First, split the data into training and test datasets.

In [None]:
X_train, X_test, y_train, y_test = train_test_split(df.CONTENT, df.CLASS, test_size=.2)

Then, instantiate `CountVectorizer` (while getting rid of stop words), and make sure to transform the data into vectors.

In [None]:
count_vectorizer = CountVectorizer(stop_words='english')
count_train = count_vectorizer.fit_transform(X_train)
count_test = count_vectorizer.transform(X_test)

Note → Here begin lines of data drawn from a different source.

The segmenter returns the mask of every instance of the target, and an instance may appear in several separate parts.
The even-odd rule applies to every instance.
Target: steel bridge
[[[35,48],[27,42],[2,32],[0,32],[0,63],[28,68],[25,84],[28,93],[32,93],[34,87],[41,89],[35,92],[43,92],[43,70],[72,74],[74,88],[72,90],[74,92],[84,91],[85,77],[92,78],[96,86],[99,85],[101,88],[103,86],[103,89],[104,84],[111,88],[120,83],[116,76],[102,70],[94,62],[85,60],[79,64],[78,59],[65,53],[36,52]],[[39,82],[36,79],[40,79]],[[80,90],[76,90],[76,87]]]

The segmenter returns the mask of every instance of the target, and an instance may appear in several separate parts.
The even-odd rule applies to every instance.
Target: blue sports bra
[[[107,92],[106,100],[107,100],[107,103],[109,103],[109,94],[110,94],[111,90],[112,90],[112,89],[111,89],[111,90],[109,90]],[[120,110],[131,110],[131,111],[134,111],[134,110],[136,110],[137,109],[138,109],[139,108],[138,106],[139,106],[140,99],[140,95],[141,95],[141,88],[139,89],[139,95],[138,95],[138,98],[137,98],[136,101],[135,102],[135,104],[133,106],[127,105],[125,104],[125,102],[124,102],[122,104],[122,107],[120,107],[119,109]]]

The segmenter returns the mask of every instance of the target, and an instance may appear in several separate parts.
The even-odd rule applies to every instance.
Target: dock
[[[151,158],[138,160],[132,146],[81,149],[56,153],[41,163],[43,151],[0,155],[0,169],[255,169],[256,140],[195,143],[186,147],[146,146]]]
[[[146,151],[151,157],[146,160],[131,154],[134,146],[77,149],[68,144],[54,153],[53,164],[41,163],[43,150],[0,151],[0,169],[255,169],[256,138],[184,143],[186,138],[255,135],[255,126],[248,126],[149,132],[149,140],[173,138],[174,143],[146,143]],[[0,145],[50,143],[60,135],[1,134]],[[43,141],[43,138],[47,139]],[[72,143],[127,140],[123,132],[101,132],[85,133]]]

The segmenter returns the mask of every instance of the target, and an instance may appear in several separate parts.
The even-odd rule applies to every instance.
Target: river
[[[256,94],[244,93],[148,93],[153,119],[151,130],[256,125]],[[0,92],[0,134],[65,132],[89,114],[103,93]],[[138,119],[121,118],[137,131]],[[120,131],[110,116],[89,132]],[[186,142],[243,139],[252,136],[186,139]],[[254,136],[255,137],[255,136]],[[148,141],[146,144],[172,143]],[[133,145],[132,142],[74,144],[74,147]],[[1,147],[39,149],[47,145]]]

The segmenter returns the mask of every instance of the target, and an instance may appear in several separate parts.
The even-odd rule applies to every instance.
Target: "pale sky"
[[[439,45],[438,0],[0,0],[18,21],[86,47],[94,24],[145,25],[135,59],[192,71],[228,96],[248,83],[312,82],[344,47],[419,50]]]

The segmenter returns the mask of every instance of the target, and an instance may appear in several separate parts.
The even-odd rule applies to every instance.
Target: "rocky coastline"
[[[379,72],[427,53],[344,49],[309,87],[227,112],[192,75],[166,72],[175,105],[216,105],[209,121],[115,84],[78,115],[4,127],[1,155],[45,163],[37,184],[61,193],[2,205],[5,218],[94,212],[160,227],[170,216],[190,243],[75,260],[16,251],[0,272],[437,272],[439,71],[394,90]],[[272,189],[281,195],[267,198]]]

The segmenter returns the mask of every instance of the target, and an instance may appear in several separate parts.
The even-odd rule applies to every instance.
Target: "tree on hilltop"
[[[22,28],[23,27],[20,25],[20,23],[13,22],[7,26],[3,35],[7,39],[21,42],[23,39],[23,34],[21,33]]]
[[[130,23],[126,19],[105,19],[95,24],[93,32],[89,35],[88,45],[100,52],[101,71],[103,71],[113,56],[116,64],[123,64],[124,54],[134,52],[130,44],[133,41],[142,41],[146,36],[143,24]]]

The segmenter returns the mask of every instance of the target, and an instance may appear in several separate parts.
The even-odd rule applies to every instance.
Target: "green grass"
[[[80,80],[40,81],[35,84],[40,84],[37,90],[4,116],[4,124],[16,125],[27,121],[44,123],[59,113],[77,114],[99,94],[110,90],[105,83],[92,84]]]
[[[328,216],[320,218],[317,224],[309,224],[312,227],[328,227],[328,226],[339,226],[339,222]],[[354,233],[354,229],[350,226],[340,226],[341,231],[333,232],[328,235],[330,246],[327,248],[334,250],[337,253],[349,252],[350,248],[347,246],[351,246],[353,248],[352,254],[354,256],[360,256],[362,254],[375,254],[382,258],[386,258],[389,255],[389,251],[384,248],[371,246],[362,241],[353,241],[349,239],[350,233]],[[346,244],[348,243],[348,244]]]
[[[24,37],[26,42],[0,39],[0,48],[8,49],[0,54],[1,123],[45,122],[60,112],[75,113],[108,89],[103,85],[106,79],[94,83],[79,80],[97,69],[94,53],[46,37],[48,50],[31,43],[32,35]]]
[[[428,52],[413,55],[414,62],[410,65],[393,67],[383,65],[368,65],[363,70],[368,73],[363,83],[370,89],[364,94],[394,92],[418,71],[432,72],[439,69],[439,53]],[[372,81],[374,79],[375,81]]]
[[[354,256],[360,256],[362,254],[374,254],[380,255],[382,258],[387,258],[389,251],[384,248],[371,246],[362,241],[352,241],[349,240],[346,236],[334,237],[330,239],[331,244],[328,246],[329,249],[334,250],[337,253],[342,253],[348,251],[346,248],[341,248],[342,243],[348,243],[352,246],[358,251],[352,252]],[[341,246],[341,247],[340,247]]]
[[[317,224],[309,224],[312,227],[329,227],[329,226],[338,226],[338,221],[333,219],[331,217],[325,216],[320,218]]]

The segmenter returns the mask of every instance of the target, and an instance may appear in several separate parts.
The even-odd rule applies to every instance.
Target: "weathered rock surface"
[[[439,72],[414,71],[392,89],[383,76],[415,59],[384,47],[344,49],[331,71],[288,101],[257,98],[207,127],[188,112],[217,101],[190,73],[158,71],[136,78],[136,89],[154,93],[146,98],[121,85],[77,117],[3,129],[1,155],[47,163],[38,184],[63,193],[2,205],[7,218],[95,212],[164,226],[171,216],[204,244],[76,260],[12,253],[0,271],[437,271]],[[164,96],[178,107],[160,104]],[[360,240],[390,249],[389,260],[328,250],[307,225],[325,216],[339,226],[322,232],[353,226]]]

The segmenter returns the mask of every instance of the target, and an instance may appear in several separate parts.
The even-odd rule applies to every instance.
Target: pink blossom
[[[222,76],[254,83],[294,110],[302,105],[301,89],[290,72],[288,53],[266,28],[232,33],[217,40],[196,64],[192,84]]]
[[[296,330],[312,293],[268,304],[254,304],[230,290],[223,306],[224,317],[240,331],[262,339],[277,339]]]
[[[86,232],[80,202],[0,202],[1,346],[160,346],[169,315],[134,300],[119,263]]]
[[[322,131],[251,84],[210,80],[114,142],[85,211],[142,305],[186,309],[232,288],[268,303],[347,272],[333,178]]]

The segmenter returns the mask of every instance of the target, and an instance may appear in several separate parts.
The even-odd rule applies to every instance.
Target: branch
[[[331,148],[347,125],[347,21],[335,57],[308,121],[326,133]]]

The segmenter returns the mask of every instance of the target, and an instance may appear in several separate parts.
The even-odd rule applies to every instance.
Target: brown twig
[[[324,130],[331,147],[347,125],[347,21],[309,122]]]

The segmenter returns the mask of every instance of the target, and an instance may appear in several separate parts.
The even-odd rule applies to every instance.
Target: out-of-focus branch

Next, instantiate `MultinomialNB`, and fit the model using the training data vector and the training labels.

In [None]:
nb_classifier = MultinomialNB()
nb_classifier.fit(count_train, y_train)

MultinomialNB()

Make predictions with our model using the test data vector, and check both the accuracy score and the confusion matrix. For the confusion matrix, the predictions correspond to the columns, and the ground truth corresponds to the rows. Running the code below should give us a pretty decent score.

In [None]:
pred = nb_classifier.predict(count_test)
score = metrics.accuracy_score(y_test, pred)
print(score)

0.8857142857142857


Now we can also check the confusion matrix, in which the predictions correspond to the columns, and the ground truth corresponds to the rows. In order from left to right and top to bottom, we are told the number of true negatives, false positives, false negatives, and true positives.

In [None]:
cm = metrics.confusion_matrix(y_test, pred)
print(cm)

[[40  7]
 [ 1 22]]


Finally, how about we try using `TfidfVectorizer` instead and comparing our results? Naive Bayes generally does better with integers than floats (and tf-idf will give us weights in the form of floats), but it cannot hurt to try.

In [None]:
tfidf_vectorizer = TfidfVectorizer(stop_words='english')
tfidf_train = tfidf_vectorizer.fit_transform(X_train)
tfidf_test = tfidf_vectorizer.transform(X_test)
nb_classifier = MultinomialNB()
nb_classifier.fit(tfidf_train, y_train)
pred = nb_classifier.predict(tfidf_test)
score = metrics.accuracy_score(y_test, pred)
print(score)
cm = metrics.confusion_matrix(y_test, pred)
print(cm)

0.8428571428571429
[[37 10]
 [ 1 22]]


Was that score better? Either way, we can also try out different alpha values!

In [None]:
import numpy as np
alphas = np.arange(.1, 1, .1)
def train_and_predict(alpha):
  nb_classifier = MultinomialNB(alpha=alpha)
  nb_classifier.fit(tfidf_train, y_train)
  pred = nb_classifier.predict(tfidf_test)
  score = metrics.accuracy_score(y_test, pred)
  return score
for alpha in alphas:
  print('Alpha: ', alpha)
  print('Score: ', train_and_predict(alpha))
  print()

Alpha:  0.1
Score:  0.8571428571428571

Alpha:  0.2
Score:  0.8714285714285714

Alpha:  0.30000000000000004
Score:  0.8714285714285714

Alpha:  0.4
Score:  0.8714285714285714

Alpha:  0.5
Score:  0.8571428571428571

Alpha:  0.6
Score:  0.8428571428571429

Alpha:  0.7000000000000001
Score:  0.8428571428571429

Alpha:  0.8
Score:  0.8428571428571429

Alpha:  0.9
Score:  0.8428571428571429



That is all for now! Thanks for checking out my work!